I ended up focusing on the Einstein story.  The line about taking comfort knowing he wouldn't be responsible for what happened on the street had a bittersweet sensibility.

Dan had told us Monday, in answer to a question about the problem of writing a song and finding out that someone had already written the melody.  The difference between a real songwriter and everyone else, is that the real songwriter will simply change some things here and there and call it his own.

And using the Mexican hat dance as the tune for our moose encounter songs Monday also showed me 1) how useful it was to have some structure, a skeleton,  like that to hold the words onto and 2) how hard it was to mesh - in my head -  the rhythm of the existing song to the rhythm of my newly created lyrics.

So, I decided to lift a Dan Bern song as my skeleton.  His songs are mostly stories put to music, but they do have melodies.  But I have to listen a few times to get them into my head.

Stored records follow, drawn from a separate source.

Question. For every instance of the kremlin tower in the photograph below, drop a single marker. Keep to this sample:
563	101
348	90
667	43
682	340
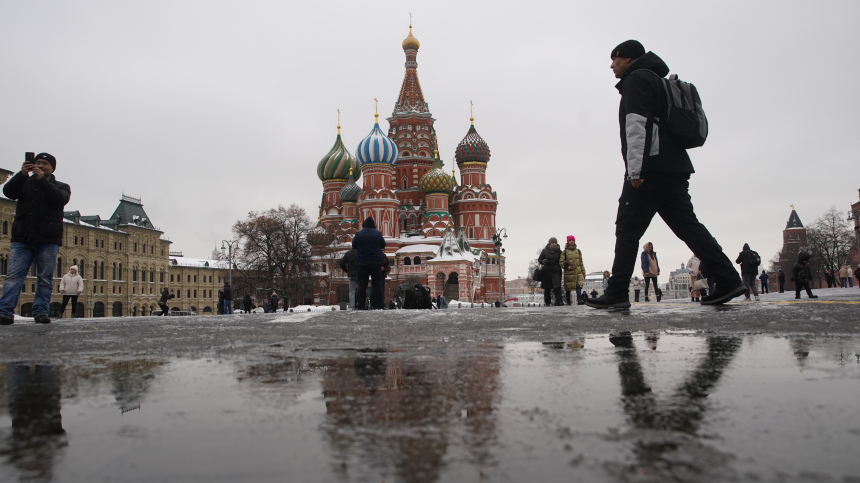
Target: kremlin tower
438	232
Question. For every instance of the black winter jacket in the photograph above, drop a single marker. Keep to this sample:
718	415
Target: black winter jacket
347	263
644	145
39	214
368	244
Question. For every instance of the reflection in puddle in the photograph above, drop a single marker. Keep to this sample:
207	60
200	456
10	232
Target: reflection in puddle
650	407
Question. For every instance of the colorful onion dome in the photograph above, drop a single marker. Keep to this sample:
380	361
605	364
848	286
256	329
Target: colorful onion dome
410	42
350	191
436	181
337	163
318	236
473	148
376	148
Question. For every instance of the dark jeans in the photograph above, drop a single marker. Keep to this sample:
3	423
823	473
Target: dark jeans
65	301
377	279
801	285
648	281
669	196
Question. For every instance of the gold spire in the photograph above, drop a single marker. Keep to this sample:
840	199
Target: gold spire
410	42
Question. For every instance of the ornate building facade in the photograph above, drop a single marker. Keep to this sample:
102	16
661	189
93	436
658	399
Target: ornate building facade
125	262
438	231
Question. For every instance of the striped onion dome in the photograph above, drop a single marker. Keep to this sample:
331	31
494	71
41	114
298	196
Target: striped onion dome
376	148
437	181
473	148
350	191
337	163
318	236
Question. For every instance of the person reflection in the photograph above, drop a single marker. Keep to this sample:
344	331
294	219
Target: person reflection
680	415
37	437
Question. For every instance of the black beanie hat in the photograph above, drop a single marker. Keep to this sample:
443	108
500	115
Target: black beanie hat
630	49
51	160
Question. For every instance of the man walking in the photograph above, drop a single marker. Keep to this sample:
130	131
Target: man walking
368	244
162	302
37	234
656	180
348	265
749	261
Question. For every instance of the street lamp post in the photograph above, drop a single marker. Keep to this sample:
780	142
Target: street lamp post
230	244
498	250
854	215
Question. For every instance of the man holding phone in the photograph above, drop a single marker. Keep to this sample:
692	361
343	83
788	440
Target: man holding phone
37	233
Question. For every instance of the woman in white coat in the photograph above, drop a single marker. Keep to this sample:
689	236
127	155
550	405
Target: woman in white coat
71	286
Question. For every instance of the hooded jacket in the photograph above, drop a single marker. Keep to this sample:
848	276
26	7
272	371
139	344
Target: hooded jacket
39	213
747	260
72	284
368	244
644	145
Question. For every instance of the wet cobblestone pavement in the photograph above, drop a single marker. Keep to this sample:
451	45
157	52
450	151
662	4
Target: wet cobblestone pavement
764	391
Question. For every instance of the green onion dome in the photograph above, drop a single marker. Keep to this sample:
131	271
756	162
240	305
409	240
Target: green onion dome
473	148
350	191
337	163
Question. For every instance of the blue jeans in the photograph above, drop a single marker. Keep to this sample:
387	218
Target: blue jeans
353	281
21	258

I picked Dan's Rome, from the "Dan Bern" album.  I tried to write lyrics, but the words from the Einstein website didn't flow with the music.  I had to start chopping back, finding words that were shorter, that had some rhyme.

I figured with my singing ability and the extra syllables here and there, no one would know where it came from.  Here's part of what I did compared to the lyrics of the original song.  I think I need another week to get this working.   But it's as far as I got before class.


March 14, 1929 Rome
Einstein got a letter
from the Mayor of Ulm
On the fourteenth of March
Nineteen Twenty nine
It wished him a happy
Fiftieth  Birthday
They gave him a street
on which kids could play.

Ulm was his birthplace
Ulm was his past
Ulm was the city
That’d he’d return to last.
We pulled into Rome
With blood in our eyes
After days of travelin'
Months of lies
Taking our various
Turns at the wheel
Taking booze
And pot and cigarettes. . .

Rome was a bust
Rome was a scream
Rome was the final
Rapid eye movement
To this dream

The Rome link gets you to the song so you can hear how it goes.

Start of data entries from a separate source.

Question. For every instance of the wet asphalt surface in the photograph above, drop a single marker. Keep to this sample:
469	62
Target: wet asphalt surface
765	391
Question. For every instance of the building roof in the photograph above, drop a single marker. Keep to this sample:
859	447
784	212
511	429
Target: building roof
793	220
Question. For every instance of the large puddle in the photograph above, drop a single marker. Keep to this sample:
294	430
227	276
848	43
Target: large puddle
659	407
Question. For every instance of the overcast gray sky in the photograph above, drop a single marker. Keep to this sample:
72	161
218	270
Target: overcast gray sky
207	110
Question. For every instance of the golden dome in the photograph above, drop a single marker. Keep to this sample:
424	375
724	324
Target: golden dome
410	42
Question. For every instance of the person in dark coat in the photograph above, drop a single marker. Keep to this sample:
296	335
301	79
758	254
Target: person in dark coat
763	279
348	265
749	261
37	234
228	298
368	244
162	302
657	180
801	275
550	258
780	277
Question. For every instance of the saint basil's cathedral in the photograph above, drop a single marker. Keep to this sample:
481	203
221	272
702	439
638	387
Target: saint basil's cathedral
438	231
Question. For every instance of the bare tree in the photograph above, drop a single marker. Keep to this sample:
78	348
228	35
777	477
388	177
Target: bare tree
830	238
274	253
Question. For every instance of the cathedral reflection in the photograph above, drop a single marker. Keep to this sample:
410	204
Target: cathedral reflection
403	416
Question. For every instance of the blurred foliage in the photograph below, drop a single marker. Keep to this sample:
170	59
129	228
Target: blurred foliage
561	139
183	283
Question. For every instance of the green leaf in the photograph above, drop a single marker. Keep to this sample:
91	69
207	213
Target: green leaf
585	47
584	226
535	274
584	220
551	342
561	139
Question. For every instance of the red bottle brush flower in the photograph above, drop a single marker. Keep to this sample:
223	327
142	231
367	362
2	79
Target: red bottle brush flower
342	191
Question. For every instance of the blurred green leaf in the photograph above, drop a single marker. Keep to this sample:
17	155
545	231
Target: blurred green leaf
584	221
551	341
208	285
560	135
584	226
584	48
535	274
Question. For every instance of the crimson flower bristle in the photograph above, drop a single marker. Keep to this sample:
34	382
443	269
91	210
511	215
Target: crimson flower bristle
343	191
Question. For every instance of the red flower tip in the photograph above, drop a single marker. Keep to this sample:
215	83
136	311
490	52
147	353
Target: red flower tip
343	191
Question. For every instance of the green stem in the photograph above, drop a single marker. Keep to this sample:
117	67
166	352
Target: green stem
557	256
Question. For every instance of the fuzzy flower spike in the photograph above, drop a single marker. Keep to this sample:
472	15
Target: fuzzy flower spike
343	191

My last lines, which I left out here, just never could capture the Einstein quote.  Again, I need to find a totally different way to say it.

I also tried to throw my inhibitions to the draft and just sing.  Just as I'm doing here posting these lyrics on the blog.  This is a learning activity right?  The only lines that really work for me are the first two.  The rest need lots of massaging.  I stuck in the Ulm lines after listening to the Rome lines and I think musically, that worked best.  Clearly I have to toss the date altogether, it's just too clunky, and rely on it being the title.  But I guess that's part of the evolution of a song.

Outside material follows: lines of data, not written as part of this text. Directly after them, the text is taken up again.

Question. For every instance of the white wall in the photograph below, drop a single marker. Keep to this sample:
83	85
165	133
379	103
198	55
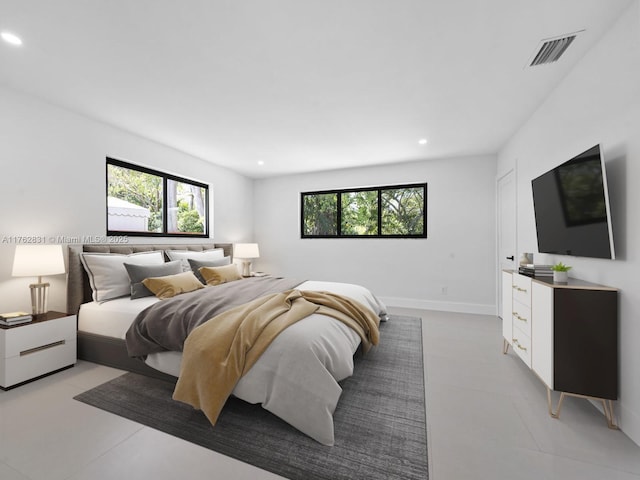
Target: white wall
53	184
458	255
598	102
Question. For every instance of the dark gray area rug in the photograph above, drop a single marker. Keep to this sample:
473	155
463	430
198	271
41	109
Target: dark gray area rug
380	421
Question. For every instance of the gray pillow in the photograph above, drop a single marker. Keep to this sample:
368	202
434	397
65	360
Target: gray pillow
197	264
137	273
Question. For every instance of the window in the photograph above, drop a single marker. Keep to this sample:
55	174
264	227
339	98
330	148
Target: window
141	201
398	211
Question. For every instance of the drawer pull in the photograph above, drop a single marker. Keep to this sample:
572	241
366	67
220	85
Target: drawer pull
43	347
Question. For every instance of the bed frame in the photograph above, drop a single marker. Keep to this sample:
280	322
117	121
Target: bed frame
99	348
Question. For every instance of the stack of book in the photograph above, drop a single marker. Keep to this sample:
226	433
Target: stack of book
15	318
532	270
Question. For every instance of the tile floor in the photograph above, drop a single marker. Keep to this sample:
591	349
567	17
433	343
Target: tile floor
487	419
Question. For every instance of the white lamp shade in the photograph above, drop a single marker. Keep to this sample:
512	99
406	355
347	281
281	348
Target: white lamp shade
246	250
38	260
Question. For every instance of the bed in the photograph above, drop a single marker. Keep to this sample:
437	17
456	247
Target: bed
296	378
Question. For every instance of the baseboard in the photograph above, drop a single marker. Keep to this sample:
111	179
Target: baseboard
629	422
458	307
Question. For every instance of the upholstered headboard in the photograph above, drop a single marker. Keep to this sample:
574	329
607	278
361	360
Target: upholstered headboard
78	288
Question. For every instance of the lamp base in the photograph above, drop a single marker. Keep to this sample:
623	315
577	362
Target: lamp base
39	297
246	269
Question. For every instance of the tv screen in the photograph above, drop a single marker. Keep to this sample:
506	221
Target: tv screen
571	206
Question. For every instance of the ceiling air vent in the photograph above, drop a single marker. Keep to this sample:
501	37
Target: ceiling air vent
552	49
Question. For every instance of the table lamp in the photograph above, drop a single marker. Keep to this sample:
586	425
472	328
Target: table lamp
246	252
38	261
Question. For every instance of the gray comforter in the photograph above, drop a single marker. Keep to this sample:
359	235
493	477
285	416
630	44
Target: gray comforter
164	326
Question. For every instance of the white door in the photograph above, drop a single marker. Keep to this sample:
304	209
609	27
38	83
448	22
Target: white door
506	229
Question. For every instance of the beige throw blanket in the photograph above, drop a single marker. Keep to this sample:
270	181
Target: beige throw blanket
219	352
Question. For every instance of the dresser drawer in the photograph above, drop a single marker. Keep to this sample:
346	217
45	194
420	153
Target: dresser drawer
522	289
38	334
522	345
34	363
521	317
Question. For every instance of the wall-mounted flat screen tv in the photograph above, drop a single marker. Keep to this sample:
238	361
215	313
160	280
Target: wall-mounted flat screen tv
571	205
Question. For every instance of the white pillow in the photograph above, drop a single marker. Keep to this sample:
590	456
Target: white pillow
108	276
185	255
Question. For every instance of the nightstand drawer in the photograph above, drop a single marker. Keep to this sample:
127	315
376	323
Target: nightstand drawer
522	345
522	289
38	334
522	317
38	362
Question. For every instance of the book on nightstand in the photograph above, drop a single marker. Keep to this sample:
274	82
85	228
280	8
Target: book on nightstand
15	318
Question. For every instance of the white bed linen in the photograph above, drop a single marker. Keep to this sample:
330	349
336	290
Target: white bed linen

Dan asked if I played guitar, then pulled out his and gave me the perfect back up; that helped a lot.  Did he know what I was doing?

I did explain how I got to this point and read the class enough of the Einstein article to understand what I was trying to convey.

I asked Dan during the break if he had any idea what original song was my crutch.   He didn't and when I told him, he more or less congratulated me on a successful steal, "If I couldn't tell, no one else could."  I suspect that means I was so bad, there was no resemblance at all, but I'll humor myself. 

Musically,  mine was the shakiest.  The others in there are real musicians.  But they were kind, and I got credit for being the only one who found a way to use the numbers from the fortunes for the song.  Others were amazing, among them one who used a plastic cup and her hand for great backup percussion. 

Saturday, some of the members of the workshop (not me, I assure you) will present their songs at 2pm at Out North.  It's a pay what you like donation.  There are some gifted folks in the class and it should be fun.  I'm feeling a little like George Plimpton.



We had a series of interesting new exercises, including a group activity as you can see from the pictures.  I've got homework for tomorrow, plus my Chinese class meets again on Thursday.  So good night.